Verizon Builds an MPLS Metro With AlcaLu
Verizon Communications Inc. (NYSE: VZ) will be using the new Alcatel-Lucent (NYSE: ALU) core router, but not in the core. What the carrier really wants is a lot more
Multiprotocol Label Switching (MPLS) in its metro network.
The plan also includes 100Gbit/s Ethernet connections housed on the new Alcalu 7950 XRS line of routers, which were introduced last Tuesday. (See Alcatel-Lucent, Juniper Get Core-Router Upgrades.)
AlcaLu touted the XRS as a core router, but Verizon is more interested in its potential in the metro network. Specifically, the XRSs will be used to aggregate Ethernet traffic before sending it to an MPLS-based core.
"This is all about metro aggregation and the expansion and scaling of the Ethernet edge," says Ihab Tarazi, Verizon's vice president of global network planning.
Wireless backhaul, video, consumer services and cloud usage are all contributing to increased metro Ethernet traffic, so Verizon needs higher-density boxes for moving all that traffic.
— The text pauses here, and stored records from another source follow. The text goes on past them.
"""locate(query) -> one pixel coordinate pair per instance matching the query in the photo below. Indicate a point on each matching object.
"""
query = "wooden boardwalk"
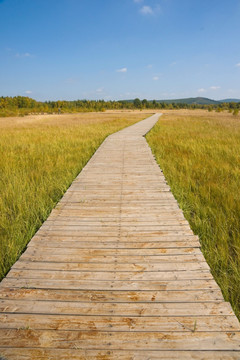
(116, 272)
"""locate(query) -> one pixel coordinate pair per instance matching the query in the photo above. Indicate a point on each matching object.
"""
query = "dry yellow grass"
(199, 153)
(39, 158)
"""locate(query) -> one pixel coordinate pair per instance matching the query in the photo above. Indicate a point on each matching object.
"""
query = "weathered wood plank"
(116, 272)
(111, 275)
(111, 308)
(117, 323)
(195, 296)
(79, 354)
(93, 339)
(177, 285)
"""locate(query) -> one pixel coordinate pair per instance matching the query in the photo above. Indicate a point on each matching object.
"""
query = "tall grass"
(39, 158)
(199, 153)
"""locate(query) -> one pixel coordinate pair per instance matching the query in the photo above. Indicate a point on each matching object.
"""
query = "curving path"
(116, 272)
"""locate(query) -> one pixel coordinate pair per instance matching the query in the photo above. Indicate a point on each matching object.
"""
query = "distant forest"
(20, 106)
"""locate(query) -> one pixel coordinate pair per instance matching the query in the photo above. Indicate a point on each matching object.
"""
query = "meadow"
(199, 153)
(40, 156)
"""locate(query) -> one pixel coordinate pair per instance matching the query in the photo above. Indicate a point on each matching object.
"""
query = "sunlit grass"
(199, 153)
(39, 158)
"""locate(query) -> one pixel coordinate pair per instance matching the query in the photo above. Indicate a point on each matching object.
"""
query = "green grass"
(199, 153)
(39, 159)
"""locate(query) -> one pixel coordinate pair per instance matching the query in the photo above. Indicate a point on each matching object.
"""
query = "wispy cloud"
(23, 55)
(146, 10)
(122, 70)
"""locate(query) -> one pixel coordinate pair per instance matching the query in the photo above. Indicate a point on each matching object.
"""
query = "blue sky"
(120, 49)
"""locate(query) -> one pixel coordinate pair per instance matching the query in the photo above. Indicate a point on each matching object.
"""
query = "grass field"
(199, 153)
(39, 158)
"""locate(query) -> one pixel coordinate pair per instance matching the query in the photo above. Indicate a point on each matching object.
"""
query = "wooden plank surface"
(116, 272)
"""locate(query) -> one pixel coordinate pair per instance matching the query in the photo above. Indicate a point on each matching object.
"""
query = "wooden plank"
(79, 354)
(79, 244)
(81, 253)
(197, 296)
(177, 285)
(116, 309)
(110, 275)
(144, 266)
(118, 323)
(93, 339)
(116, 272)
(111, 259)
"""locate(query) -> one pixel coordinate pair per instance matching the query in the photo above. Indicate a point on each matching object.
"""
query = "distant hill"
(190, 101)
(229, 100)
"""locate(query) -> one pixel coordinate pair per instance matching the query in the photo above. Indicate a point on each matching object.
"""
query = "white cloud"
(122, 70)
(23, 55)
(201, 90)
(146, 10)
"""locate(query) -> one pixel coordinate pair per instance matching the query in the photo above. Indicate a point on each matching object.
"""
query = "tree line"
(22, 105)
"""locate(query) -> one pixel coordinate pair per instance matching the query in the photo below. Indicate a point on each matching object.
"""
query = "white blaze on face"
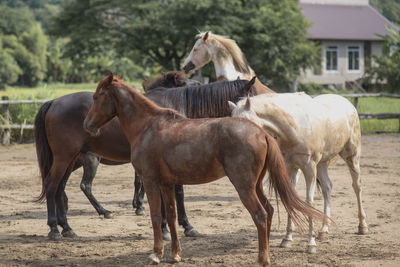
(199, 55)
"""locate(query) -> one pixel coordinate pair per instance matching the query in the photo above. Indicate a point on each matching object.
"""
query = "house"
(347, 31)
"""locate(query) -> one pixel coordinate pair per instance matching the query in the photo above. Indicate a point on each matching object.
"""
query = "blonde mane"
(229, 47)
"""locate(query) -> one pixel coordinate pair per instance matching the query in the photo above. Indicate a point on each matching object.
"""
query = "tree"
(389, 8)
(23, 40)
(386, 69)
(160, 32)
It also needs to distinguish between services, and that's where MPLS becomes important.
AlcaLu 7450s are doing that job now, but Verizon is going to need the density of the XRS, which AlcaLu says can handle 16Tbit/s of traffic per rack (8Tbit/s if ingress and egress traffic aren't both counted at once).
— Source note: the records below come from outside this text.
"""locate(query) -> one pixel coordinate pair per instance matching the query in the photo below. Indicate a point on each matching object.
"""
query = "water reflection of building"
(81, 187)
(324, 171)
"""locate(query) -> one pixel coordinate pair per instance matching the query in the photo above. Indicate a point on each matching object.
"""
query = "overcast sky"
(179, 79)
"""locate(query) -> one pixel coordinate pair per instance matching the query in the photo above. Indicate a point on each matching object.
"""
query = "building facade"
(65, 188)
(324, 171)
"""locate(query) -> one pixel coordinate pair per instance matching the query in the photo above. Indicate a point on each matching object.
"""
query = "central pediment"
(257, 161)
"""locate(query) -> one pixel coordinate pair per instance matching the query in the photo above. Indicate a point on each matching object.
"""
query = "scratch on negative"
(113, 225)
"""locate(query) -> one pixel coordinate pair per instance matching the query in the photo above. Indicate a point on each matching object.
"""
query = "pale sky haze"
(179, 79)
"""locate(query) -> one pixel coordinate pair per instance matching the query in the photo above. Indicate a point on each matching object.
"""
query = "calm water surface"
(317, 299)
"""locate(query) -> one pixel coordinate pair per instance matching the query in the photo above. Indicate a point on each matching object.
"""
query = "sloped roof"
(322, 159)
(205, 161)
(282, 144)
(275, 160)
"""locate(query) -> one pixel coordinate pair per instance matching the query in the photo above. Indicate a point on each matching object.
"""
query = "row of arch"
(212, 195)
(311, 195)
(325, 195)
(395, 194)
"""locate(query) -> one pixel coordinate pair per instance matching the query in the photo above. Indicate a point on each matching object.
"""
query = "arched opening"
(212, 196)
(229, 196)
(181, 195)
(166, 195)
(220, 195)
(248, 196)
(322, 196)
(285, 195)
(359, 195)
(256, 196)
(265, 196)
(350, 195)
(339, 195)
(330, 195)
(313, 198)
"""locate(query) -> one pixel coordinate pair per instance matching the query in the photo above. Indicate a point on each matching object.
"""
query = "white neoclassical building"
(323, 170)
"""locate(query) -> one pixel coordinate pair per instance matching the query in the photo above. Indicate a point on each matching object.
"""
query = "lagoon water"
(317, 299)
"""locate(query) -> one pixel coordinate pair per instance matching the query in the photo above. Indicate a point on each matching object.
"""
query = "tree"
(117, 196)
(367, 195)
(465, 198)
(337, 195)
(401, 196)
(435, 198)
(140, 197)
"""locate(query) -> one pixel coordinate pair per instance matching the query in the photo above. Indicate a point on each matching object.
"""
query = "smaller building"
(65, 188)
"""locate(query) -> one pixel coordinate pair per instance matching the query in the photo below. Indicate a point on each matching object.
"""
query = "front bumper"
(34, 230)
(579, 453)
The change is being driven by increases in bandwidth, but also by more hectic intra-metro traffic. For example, as Verizon caches more video traffic near the network edge, that means it needs to haul more Ethernet around the metro. Wireless backhaul is a contributor as well, Tarazi says.
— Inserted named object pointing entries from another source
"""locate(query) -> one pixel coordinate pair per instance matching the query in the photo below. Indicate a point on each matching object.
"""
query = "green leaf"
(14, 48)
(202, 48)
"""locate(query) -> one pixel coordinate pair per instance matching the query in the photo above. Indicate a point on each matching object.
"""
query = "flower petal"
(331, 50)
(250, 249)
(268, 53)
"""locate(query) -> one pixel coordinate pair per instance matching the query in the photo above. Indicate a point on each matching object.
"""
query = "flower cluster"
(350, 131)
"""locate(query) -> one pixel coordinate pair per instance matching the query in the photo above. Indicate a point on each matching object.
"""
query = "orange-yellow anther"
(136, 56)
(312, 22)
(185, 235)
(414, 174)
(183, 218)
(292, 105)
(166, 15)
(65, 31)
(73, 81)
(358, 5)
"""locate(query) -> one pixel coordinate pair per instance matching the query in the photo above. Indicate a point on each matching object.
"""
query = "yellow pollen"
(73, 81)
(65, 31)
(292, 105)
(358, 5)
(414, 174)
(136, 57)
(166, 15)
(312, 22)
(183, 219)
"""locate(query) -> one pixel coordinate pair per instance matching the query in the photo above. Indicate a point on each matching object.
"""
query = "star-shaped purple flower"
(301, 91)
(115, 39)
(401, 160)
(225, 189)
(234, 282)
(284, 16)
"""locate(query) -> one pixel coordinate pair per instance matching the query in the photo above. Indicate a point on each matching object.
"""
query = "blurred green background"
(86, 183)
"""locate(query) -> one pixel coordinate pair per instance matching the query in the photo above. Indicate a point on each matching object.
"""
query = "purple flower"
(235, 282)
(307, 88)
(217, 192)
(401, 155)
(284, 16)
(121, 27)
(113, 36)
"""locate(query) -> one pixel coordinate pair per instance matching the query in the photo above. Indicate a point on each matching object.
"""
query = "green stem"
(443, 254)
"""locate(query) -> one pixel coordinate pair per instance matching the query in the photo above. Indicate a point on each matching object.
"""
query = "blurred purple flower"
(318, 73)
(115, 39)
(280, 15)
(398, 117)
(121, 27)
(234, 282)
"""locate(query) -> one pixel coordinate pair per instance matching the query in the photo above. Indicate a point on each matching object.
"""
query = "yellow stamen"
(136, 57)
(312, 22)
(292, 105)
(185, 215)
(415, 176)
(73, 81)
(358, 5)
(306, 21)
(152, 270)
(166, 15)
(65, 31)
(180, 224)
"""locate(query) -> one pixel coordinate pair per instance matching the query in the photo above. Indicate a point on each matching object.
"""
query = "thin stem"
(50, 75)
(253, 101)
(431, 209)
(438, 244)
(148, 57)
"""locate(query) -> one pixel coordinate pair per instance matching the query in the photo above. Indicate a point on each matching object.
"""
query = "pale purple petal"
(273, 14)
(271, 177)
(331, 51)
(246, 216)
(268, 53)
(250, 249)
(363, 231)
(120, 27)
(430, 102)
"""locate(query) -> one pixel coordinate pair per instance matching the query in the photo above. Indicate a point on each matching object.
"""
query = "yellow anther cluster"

At its root, the planned metro core isn't so radical, he adds. Really, it reflects the fact that this many services have made the transition to packet networks from time-division multiplexed (TDM) ones. "With all these things going to MPLS, you're going to have to scale the access side. That's the concept here," Tarazi says. "All these things were happening before, but they were happening on T1s, DS3s and Sonet."
The use of MPLS does mean Verizon will be turning away from Provider Backbone Bridging (PBB), its previous choice for the metro Ethernet backbone. MPLS is more reliable and efficient and affords faster turn-up of services, Tarazi says.
PBB isn't departing the Verizon network completely, just in that metro-core capacity. "Some customers still like it on the edge, because they get MAC address scaling," Tarazi says. Verizon expects to introduce 100Gbit/s connections in the metro on the XRS routers and on its optical platforms, Tarazi says. But that's only going to be in spots where the traffic demands it; they won't get crazy with it, and big volumes probably won't start until 2013. Few 40Gbit/s connections will make it into the metro, he adds.